Training-Free Multi-Step Audio Source Separation

TL;DR

This paper introduces a training-free multi-step inference method for audio source separation that iteratively improves results by blending previous outputs, outperforming traditional one-step models without additional training.

Contribution

The authors propose a novel inference technique that leverages existing pretrained models for multi-step separation, providing theoretical guarantees and empirical improvements across tasks.

Findings

Consistently outperforms one-step inference in speech and music separation

Achieves performance comparable to training larger models or more data

Improves non-optimized metrics beyond the optimization metric

Abstract

Audio source separation aims to separate a mixture into target sources. Previous audio source separation systems usually conduct one-step inference, which does not fully explore the separation ability of models. In this work, we reveal that pretrained one-step audio source separation models can be leveraged for multi-step separation without additional training. We propose a simple yet effective inference method that iteratively applies separation by optimally blending the input mixture with the previous step's separation result. At each step, we determine the optimal blending ratio by maximizing a metric. We prove that our method always yield improvement over one-step inference, provide error bounds based on model smoothness and metric robustness, and provide theoretical analysis connecting our method to denoising along linear interpolation paths between noise and clean distributions, a property we link to denoising diffusion bridge models.
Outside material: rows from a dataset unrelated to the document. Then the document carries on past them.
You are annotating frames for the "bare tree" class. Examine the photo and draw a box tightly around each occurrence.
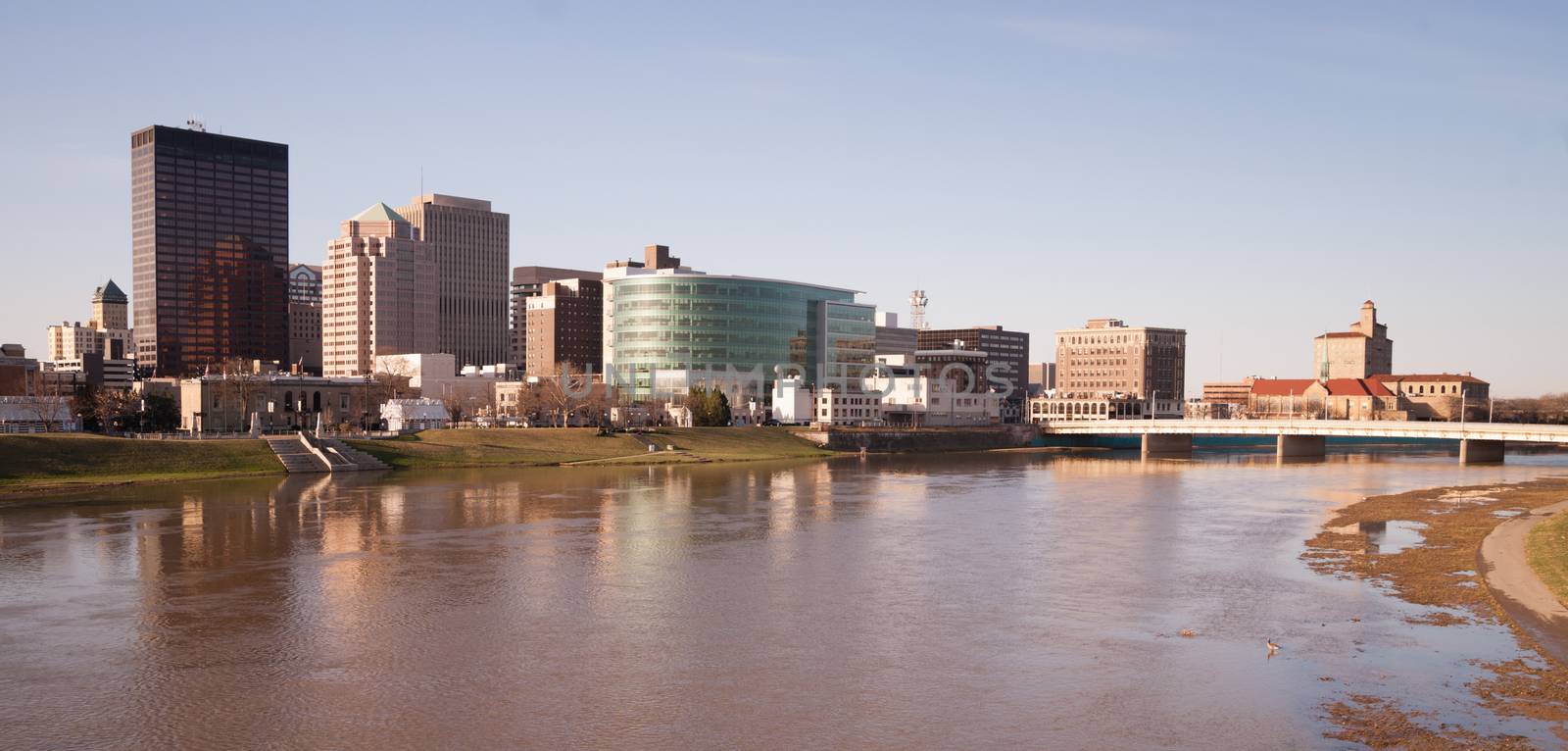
[84,387,135,432]
[26,370,71,432]
[218,358,267,429]
[535,362,610,428]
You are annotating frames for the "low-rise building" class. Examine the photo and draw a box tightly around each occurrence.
[1369,374,1492,421]
[0,395,81,434]
[381,398,452,432]
[0,343,37,397]
[178,374,392,432]
[1029,392,1166,424]
[773,367,1005,428]
[1247,377,1408,421]
[1202,377,1252,405]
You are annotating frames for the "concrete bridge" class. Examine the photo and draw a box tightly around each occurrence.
[1040,421,1568,464]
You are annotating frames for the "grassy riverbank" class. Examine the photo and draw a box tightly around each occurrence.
[350,428,828,469]
[1301,478,1568,749]
[0,432,284,497]
[1526,513,1568,605]
[0,428,831,500]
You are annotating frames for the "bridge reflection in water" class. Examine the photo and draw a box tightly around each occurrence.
[1040,421,1568,464]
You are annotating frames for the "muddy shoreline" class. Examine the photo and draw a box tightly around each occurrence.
[1301,476,1568,749]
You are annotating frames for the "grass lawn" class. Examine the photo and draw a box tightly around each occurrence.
[648,428,833,461]
[0,432,284,494]
[348,428,646,469]
[350,428,829,469]
[1524,511,1568,605]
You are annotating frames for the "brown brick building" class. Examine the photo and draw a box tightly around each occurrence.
[523,279,604,376]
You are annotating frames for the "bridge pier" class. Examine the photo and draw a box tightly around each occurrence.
[1460,437,1503,464]
[1275,436,1325,460]
[1143,432,1192,456]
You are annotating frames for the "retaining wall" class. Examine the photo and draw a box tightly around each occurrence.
[798,425,1040,452]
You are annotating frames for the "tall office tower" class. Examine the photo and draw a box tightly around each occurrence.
[523,279,604,376]
[288,264,321,375]
[49,279,131,362]
[130,125,288,382]
[507,267,604,370]
[92,279,130,330]
[1056,319,1187,408]
[321,204,439,376]
[398,193,512,369]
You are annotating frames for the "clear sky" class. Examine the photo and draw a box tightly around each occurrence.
[0,0,1568,395]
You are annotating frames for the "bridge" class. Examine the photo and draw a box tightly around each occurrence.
[1040,421,1568,464]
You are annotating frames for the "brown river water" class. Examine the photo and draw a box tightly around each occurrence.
[0,453,1568,749]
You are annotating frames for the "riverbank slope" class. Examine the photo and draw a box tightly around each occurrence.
[348,428,831,469]
[1301,476,1568,748]
[0,428,833,500]
[0,432,284,497]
Our approach effectively delivers improved separation performance as a "free lunch" from existing models. Our empirical results demonstrate that our multi-step separation approach consistently outperforms one-step inference across both speech enhancement and music source separation tasks, and can achieve scaling performance similar to training a larger model, using more data, or in some cases employing a multi-step training objective. These improvements appear not only on the optimization metric during multi-step inference, but also extend to nearly all non-optimized metrics (with one exception). We also discuss limitations of our approach and directions for future research.